I like to ask students about the debates they try to avoid.

It's a question they always have an answer to: religion, abortion, politics, sexuality, race...

You know, the really fun debates. The delicate and dangerous debates.

These are the debates that end Thanksgiving early. They stop budding friendships cold.

These are debates that people avoid because of deeply held convictions, emotions, and issues tied to personal identity.

I love these debates because they present an interesting rhetorical challenge. How do you engage the issue without emotions clouding the field?

The latest widespread incarnation of this kind of debate is the vaccination debate.

I'll admit, I've shied away from this one (for the most part) because my emotional response is right at the surface. With a nine-month-old at home, the measles outbreak in California makes this debate too raw for me to engage.

But that hasn't stopped me from reading many of the entries into the debate.

One important point that has been made is this: If you harshly condemn your opponent's view on an issue that reaches this deep, then you are going to push your opponent away from constructive debate.

And we know this.

If you don't know this, you're being willfully ignorant. So, stop it.

When you argue that someone is stupid because they can't see things your way, you have failed to engage in debate.

Worse yet, you have failed to understand your role in a debate.
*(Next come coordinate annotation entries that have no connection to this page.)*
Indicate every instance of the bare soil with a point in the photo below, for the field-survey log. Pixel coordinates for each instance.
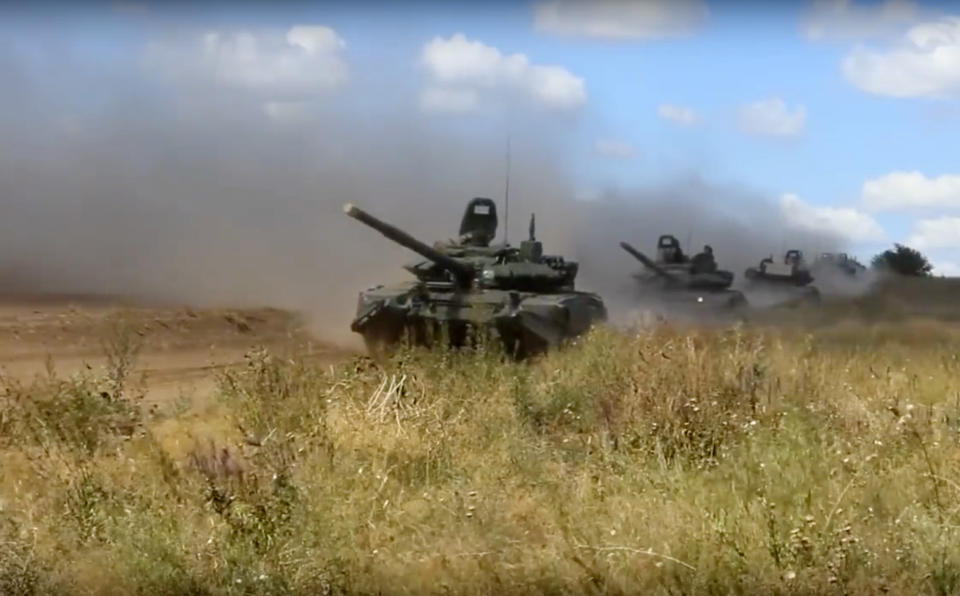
(181, 348)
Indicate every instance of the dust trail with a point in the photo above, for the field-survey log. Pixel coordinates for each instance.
(120, 181)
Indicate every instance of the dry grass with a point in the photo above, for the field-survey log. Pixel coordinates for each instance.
(662, 462)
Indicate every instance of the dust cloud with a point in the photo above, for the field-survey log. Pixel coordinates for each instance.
(180, 195)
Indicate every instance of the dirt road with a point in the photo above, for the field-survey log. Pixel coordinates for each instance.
(180, 347)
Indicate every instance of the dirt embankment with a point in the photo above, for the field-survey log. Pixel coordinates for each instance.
(180, 348)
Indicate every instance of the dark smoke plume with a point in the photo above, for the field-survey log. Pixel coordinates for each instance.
(186, 193)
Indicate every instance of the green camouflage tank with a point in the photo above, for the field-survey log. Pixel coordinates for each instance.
(676, 280)
(518, 295)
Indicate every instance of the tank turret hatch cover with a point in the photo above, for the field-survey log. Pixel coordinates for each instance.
(479, 224)
(668, 250)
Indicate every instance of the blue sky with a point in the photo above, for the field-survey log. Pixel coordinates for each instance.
(808, 100)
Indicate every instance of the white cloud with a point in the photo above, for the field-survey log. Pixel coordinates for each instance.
(443, 99)
(620, 19)
(910, 190)
(462, 68)
(843, 222)
(304, 61)
(843, 19)
(925, 63)
(614, 149)
(942, 232)
(772, 117)
(678, 114)
(288, 111)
If a person can't see your point of view, blaming them is not a solution, nor a victory, nor a strategy.

If a person can't see your point of view, blaming them is a failure with excuses.

If the constructive outcome to a debate means anything, then your primary task is to find a way reach your opponent - find a way to illustrate your point in terms they can accept.
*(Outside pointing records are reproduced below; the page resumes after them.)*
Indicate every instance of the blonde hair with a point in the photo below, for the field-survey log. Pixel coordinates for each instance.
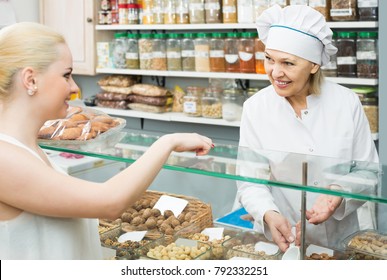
(26, 44)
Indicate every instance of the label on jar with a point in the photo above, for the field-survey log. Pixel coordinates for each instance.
(217, 53)
(188, 53)
(189, 107)
(366, 55)
(346, 60)
(367, 3)
(245, 56)
(231, 58)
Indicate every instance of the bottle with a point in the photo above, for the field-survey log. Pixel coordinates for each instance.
(174, 52)
(159, 52)
(232, 104)
(212, 103)
(188, 52)
(192, 104)
(119, 50)
(202, 52)
(132, 58)
(367, 55)
(217, 62)
(330, 70)
(346, 54)
(246, 52)
(231, 56)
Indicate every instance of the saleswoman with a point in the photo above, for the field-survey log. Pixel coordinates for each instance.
(301, 112)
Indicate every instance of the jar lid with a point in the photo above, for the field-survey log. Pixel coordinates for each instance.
(346, 34)
(203, 35)
(365, 34)
(120, 35)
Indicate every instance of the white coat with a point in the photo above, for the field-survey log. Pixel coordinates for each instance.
(333, 126)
You give up when you suggest that a person is too dense, obtuse, or stubborn to understand your point of view.

So I was pleased to read Paul Offit's op-ed in the New York Times today on religious objections to vaccination. He is firm about his stance, but he presents evidence that is clear and speaks with respect to his opponents. That clarity and respect is expressed best in two parts of his argument.
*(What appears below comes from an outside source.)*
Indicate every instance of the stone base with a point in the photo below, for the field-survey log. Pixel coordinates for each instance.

First, Offit's argument is based in his very relevant experiences during the 1991 measles outbreak in Philadelphia.
Between October 1990 and June 1991, more than 1,400 people living in Philadelphia were infected with measles, and nine children died. The epidemic started when, after returning from a trip to Spain, a teenager with a blotchy rash attended a rock concert at the Spectrum. By Nov. 29, 96 schoolchildren had been stricken with the illness; a week later, it was 124; by the end of December, the number had risen to 258, and the first child had died. The Centers for Disease Control and Prevention sent a team to determine whether the strain of measles was particularly virulent. It wasn’t. Investigators found that the deaths had nothing to do with the strain that was circulating and everything to do with the parents.
Second, the argument is expressed in a way that acknowledges his opponents' beliefs.
It seems to me that if religion teaches us anything, it’s to care about our children, to keep them safe. Independent of whether one believes in Jesus, or that the four Gospels are an accurate account of what he said and did, you have to be impressed by the figure described. At the time of Jesus, around 4 B.C. to 30 A.D., child abuse was the “crying vice” of the Roman Empire. Infanticide and abandonment were common. Children were property, no different from slaves. But Jesus stood up for children. In Matthew 25:40, he said, “Verily, I say unto you, Inasmuch as ye have done it unto one of the least of my brethren ye have done it unto me” — a quote that could be emblazoned onto the entranceway of every children’s hospital in the world.
I am not a religious person, but Gospel quotes like that one are what keep me from becoming anti-religious.

Offit is effectively asking people to consider what is at the core of their beliefs before considering the facts and settling on a conclusion.

It's a graceful yet very firm approach to an debate that requires this kind of skillful approach to argument.